- Born: July 25, 1917 Garden City, Kansas
- Died: May 8, 1942 (aged 24) Coral Sea
- Allegiance: United States of America
- Branch: United States Naval Reserve
- Service years: 1940-1942
- Rank: Ensign
- Unit: Scouting Squadron Five (VS-5)
- Conflicts: World War II *Battle of the Coral Sea *New Guinea campaign
- Awards: Navy Cross Gold Star in lieu of the Second Navy Cross

= Kendall Carl Campbell =

Recipient of the Navy Cross

Kendall Carl Campbell (July 25, 1917 – May 8, 1942) was a United States Navy officer who received two Navy Crosses for actions in World War II.

==Navy career==
After enlisting in the Naval Reserve 28 October 1940, Campbell reported to the Naval Reserve Aviation Base in Kansas City for flight training 15 November.

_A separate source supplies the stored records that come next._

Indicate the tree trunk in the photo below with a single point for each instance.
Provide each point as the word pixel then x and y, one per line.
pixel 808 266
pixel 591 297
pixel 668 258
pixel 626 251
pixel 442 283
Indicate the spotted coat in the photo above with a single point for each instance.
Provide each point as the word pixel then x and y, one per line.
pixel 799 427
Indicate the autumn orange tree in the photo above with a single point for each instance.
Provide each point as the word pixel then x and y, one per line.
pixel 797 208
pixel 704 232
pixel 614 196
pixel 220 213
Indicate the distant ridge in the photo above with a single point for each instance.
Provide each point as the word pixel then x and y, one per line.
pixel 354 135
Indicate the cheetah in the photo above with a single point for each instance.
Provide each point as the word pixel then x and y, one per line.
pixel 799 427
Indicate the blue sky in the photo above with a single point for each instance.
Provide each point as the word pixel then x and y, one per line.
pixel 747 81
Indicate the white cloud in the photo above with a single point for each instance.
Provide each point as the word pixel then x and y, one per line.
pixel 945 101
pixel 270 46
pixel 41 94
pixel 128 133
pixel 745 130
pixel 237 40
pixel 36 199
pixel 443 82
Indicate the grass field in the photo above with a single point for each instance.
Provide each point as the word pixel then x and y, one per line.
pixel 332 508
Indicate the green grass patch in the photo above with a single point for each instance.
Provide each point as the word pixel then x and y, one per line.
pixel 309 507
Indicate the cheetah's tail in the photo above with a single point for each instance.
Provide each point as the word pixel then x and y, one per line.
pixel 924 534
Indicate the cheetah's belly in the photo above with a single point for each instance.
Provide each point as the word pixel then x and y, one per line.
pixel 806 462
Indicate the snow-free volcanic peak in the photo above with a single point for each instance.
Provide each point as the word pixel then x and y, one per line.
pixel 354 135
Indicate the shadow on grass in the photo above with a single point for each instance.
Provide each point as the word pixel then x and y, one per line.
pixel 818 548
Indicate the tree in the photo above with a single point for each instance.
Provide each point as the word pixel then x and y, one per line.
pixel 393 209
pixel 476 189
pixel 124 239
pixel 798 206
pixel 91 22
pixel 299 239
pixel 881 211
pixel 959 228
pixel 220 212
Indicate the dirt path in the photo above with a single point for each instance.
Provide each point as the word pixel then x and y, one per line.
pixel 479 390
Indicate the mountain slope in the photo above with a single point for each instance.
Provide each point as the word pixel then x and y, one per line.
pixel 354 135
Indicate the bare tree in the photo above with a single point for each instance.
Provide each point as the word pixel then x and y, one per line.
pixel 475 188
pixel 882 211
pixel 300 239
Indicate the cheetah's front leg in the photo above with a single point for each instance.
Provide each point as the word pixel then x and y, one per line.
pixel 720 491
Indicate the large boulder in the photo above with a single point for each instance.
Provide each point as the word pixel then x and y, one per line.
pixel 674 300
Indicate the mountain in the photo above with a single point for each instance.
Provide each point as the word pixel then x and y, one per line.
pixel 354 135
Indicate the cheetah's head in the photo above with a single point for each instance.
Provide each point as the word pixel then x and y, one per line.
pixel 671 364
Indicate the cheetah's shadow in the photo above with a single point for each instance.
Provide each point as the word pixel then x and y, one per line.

Appointed Aviation Cadet on 1 February 1941, he became an Ensign on 19 August. He was assigned to carrier combat squadrons, courageously engaging the enemy in the early actions.

==Awarded the Navy Cross==
During the Battle of the Coral Sea, Ens. Campbell lost his life in this action and was awarded the Navy Cross posthumously. The official Navy citation:

 The Navy Cross is presented to Kendall C. Campbell (0-099660), Ensign, U.S. Navy (Reserve), for extraordinary heroism and courageous devotion to duty as Pilot of an airplane in Scouting Squadron FIVE (VS-5), embarked from the U.S.S. YORKTOWN (CV-5) in action against enemy Japanese forces at Tulagi Harbor on 4 May 1942, and in the Battle of the Coral Sea on 7 and 8 May 1942. These attacks, vigorously and persistently pressed home in the face of heavy anti-aircraft fire, and on 8 May opposed also by enemy fighters, resulted in the sinking or damaging of at least eight enemy Japanese vessels at Tulagi and the sinking of one carrier and the sinking or severe damaging of another in the Coral Sea. Ensign Campbell's conscientious devotion to duty and gallant self-command against formidable odds were in keeping with the highest traditions of the United States Naval Service.

He was also awarded the Gold Star in lieu of the Second Navy Cross for service in New Guinea. The official Navy citation:

 The Navy Cross is presented to Kendall C. Campbell (0-099660), Ensign, U.S. Navy (Reserve), for extraordinary heroism and distinguished service as Pilot of an airplane in Scouting Squadron FIVE (VF-5), embarked from the U.S.S. YORKTOWN (CV-5), in action against enemy Japanese forces near Salamaua and Lae, New Guinea, on 10 March 1942. Ensign Campbell pressed home, in the face of heavy anti-aircraft fire, a vigorous and determined dive bombing attack on enemy ships, making a direct hit on one hostile vessel. By his superb airmanship and outstanding courage he contributed to the destruction of the three enemy ships and upheld the highest traditions of the United States Naval Service.

==Namesake==
USS Kendall C. Campbell (DE-443) was named in his honor. She was launched 19 March 1944 by the Federal Shipbuilding & Drydock Company, Newark, New Jersey; sponsored by Mrs. Carl B. Campbell; and commissioned 31 July 1944, Lt. Comdr. R. W. Johnson in command.